Ривейрас приоткрыл дверь, демонстрируя, что к нему эта команда уже не относится.

— А, Володя, — Пушистая одарила своего постояльца взглядом, ласковым, как черноморский прибой в июле. — Если ты мне поможешь с бутербродами, то минут через пятнадцать, как раз к подъему начальства, утренний чай будет на столе.

— Непременно. А насчет чая — Михаил Юрьевич любит покрепче.

— Это я уже заметила, — хозяйка наклонила голову, и легкие каштановые волосы, упав со лба, закрыли половину лица. Она с улыбкой вернула их на место, повторяя нараспев, — Михаил Юрьевич, совсем как Лермонтов.

— Для гусара ростом великоват, — терзаемый приступом внезапной ревности, как бы между прочим, сообщил Владимир.

— Это же здорово! — восхитилась Женечка. — И как поет! — И она начала спускаться по лестнице, мурлыча себе под нос: — "Бутылка красного вина — жена драгуна…"

Кровь южных предков взыграла в жилах Ривейраса, и, испытывая непреодолимое желание схватиться за наваху[2], он отправился вниз на кухню нарезать ветчину для бутербродов. Эта работа, выполненная с тщанием и усердием, несколько успокоила его, и через пятнадцать минут вся честная компания уже восседала за столом у камина в обеденной зале, попивая ароматный чай и заедая его горячими тостами с настроганной Ривейрасом ветчиной.

— А где Сережа? — поинтересовался Войтовский, взглянув на место, где вчера вечером сидел штурман.

— С утра пораньше умчался на корабль, — сообщила Женечка. — Ему надо было успеть до подъема флага.

— М-да, невесело, наверное, сейчас на корабле, при такой-то погоде.

— Да, уж чего веселого, — подтвердила хозяйка. — Но до весны, скорее всего, лучше не будет. Хуже — это сколько угодно.

— А я-то думал, на Черном море всегда тепло, — вздохнул Войтовский.
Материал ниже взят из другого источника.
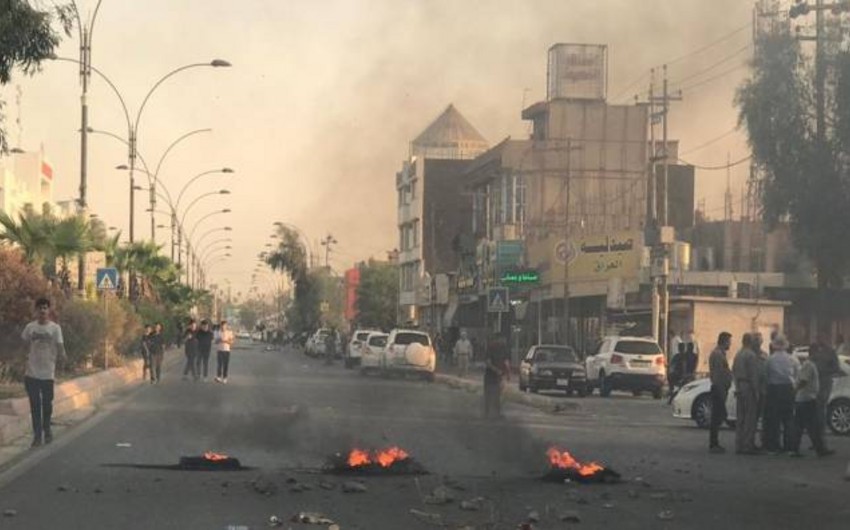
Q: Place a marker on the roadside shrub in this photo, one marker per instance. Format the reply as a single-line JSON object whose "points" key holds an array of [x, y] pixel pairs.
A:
{"points": [[84, 329]]}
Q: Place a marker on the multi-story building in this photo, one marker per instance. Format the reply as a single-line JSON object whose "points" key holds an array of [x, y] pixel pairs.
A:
{"points": [[26, 179], [432, 207]]}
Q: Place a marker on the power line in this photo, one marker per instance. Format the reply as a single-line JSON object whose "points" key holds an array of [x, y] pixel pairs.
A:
{"points": [[721, 40], [710, 142], [721, 167]]}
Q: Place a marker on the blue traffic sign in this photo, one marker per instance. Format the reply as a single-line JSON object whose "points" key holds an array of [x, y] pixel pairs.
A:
{"points": [[107, 279]]}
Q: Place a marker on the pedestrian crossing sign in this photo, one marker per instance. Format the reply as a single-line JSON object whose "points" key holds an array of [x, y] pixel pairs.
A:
{"points": [[497, 300], [107, 279]]}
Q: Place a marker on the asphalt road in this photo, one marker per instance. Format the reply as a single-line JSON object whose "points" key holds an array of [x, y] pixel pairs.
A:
{"points": [[283, 414]]}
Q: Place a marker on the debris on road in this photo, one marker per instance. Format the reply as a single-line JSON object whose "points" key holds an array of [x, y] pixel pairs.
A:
{"points": [[353, 486], [427, 517], [666, 515], [472, 505], [570, 517], [312, 518], [263, 486], [440, 495]]}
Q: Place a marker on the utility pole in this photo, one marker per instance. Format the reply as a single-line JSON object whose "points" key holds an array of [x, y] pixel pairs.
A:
{"points": [[327, 242], [663, 235]]}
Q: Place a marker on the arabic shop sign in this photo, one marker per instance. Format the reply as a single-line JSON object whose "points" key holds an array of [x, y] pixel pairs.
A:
{"points": [[520, 276], [589, 258]]}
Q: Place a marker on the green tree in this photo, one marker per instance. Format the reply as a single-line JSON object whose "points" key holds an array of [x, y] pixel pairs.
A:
{"points": [[806, 179], [27, 37], [290, 257], [377, 295]]}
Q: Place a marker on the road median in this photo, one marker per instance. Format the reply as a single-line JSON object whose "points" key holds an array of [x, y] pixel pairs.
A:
{"points": [[510, 393]]}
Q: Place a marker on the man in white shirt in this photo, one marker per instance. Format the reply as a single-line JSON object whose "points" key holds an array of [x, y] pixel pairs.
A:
{"points": [[45, 345], [224, 341]]}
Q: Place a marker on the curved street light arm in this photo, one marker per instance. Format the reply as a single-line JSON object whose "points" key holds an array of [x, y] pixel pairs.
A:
{"points": [[108, 82], [193, 179], [174, 144], [194, 202], [202, 219], [212, 231], [156, 85], [125, 142], [202, 251]]}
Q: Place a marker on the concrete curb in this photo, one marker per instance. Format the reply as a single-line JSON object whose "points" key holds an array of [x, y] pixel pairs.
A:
{"points": [[79, 393], [510, 393]]}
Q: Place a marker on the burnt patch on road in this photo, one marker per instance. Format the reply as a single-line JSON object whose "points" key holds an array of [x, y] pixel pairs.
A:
{"points": [[392, 461], [209, 461]]}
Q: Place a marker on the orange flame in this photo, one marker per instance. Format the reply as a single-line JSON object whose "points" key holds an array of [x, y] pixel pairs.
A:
{"points": [[564, 460], [358, 457], [214, 457], [387, 457], [384, 458]]}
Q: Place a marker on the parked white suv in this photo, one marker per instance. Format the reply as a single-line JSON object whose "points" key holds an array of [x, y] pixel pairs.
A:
{"points": [[353, 353], [634, 364], [410, 351]]}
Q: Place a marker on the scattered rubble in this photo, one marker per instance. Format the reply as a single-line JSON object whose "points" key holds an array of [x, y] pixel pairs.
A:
{"points": [[472, 505], [666, 515], [440, 495], [427, 517], [312, 518], [353, 486]]}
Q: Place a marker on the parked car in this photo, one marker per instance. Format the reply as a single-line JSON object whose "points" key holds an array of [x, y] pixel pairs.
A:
{"points": [[352, 352], [371, 351], [634, 364], [693, 402], [409, 351], [553, 367]]}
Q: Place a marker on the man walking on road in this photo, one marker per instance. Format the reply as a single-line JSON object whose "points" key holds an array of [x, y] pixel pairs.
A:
{"points": [[190, 345], [721, 380], [496, 372], [224, 341], [805, 410], [745, 369], [157, 353], [463, 353], [782, 371], [826, 362], [205, 339], [45, 342]]}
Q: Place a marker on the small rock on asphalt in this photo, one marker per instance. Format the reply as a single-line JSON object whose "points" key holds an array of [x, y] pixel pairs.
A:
{"points": [[353, 487], [665, 515], [427, 517], [570, 517], [472, 505]]}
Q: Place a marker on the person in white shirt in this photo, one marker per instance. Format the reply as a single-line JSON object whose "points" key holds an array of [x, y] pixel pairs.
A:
{"points": [[224, 341], [45, 342]]}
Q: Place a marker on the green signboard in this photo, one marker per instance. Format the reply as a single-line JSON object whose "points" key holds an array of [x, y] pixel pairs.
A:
{"points": [[522, 276]]}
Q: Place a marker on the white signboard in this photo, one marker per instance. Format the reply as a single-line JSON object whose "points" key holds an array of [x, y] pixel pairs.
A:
{"points": [[578, 71]]}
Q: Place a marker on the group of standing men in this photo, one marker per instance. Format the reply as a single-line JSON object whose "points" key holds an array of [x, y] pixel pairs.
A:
{"points": [[198, 343], [788, 396]]}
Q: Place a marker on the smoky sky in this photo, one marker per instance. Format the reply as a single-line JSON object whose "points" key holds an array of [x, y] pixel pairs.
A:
{"points": [[324, 96]]}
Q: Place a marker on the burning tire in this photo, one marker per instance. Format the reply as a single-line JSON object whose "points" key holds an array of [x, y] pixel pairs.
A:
{"points": [[838, 416]]}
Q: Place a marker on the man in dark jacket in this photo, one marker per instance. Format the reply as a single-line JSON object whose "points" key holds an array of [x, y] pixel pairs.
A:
{"points": [[205, 338]]}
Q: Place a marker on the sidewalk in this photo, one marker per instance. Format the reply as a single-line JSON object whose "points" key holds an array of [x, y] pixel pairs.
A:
{"points": [[72, 398], [474, 384]]}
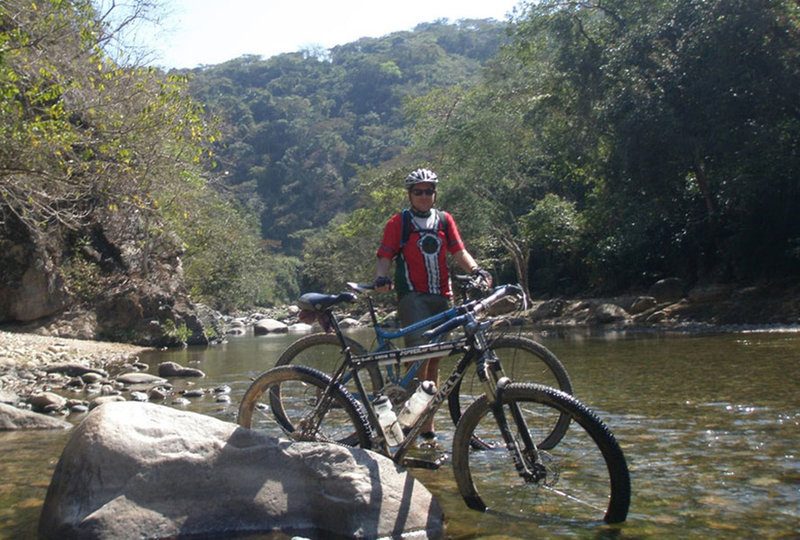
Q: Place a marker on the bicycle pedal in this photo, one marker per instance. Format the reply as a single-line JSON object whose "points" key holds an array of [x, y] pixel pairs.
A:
{"points": [[417, 463]]}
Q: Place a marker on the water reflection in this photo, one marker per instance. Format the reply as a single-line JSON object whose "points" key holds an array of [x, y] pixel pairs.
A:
{"points": [[709, 425]]}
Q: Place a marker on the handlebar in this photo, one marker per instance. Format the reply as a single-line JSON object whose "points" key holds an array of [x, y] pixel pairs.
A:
{"points": [[473, 308]]}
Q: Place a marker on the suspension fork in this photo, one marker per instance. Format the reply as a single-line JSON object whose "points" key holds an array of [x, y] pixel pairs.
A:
{"points": [[526, 458]]}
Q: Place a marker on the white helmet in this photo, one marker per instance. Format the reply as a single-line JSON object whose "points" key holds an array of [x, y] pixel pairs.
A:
{"points": [[420, 176]]}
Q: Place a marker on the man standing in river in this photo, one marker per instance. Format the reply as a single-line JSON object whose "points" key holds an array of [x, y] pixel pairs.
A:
{"points": [[418, 240]]}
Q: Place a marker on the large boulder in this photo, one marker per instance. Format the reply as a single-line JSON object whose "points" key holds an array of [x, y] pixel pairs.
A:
{"points": [[139, 470]]}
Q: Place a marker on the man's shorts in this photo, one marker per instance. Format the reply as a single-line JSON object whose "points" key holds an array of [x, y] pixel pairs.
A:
{"points": [[416, 306]]}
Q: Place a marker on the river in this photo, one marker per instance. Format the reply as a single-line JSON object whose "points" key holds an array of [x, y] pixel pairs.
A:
{"points": [[709, 425]]}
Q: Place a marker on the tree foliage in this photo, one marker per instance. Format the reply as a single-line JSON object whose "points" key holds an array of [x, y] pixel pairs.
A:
{"points": [[86, 142], [299, 126], [670, 129]]}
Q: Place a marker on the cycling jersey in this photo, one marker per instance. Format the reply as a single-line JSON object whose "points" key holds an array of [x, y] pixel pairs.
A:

Ривейрас молча смотрел на своего командира, невольно восхищаясь его игрой. Поверить в то, что взрослый мужчина, немало повидавший на своем веку, может не знать, каково зимой на берегу Черного моря, для него было странно и смешно. Однако же тон, которым это было сказано, выражение лица, и тот обескураживающий жест, которым командир сопровождал свое сообщение, были так убедительны, что у него самого невольно закрадывалось подозрение, уж не говорит ли командир чистую правду.

— Женечка, вы не знаете, хозяин соседней дачи еще не объявлялся?

— Вроде нет.

— У меня тут мысль появилась: что, если нам с Володей на денек смотаться в Москву за теплыми вещами, потому как снарядились мы совсем не по сезону. Одному Богу известно, сколько нам еще времени здесь провести придется.

— Вы что, уже уезжаете? — огорченно спросила она.

— Угу, но через пару дней будем здесь.

— Ну, раз так, пойду, звякну на станцию, попрошу, чтобы оставили пару купейных билетов.

— Женечка, что б мы без тебя делали? — галантно пророкотал Войтовский.

— Ума не приложу, — вздохнула она.

Отсутствие хозяйки длилось минут десять, которые Войтовскому показались изрядным отрезком вечности.

вернуться

2

Наваха — длинный складной нож, национальное оружие испанского простонародья.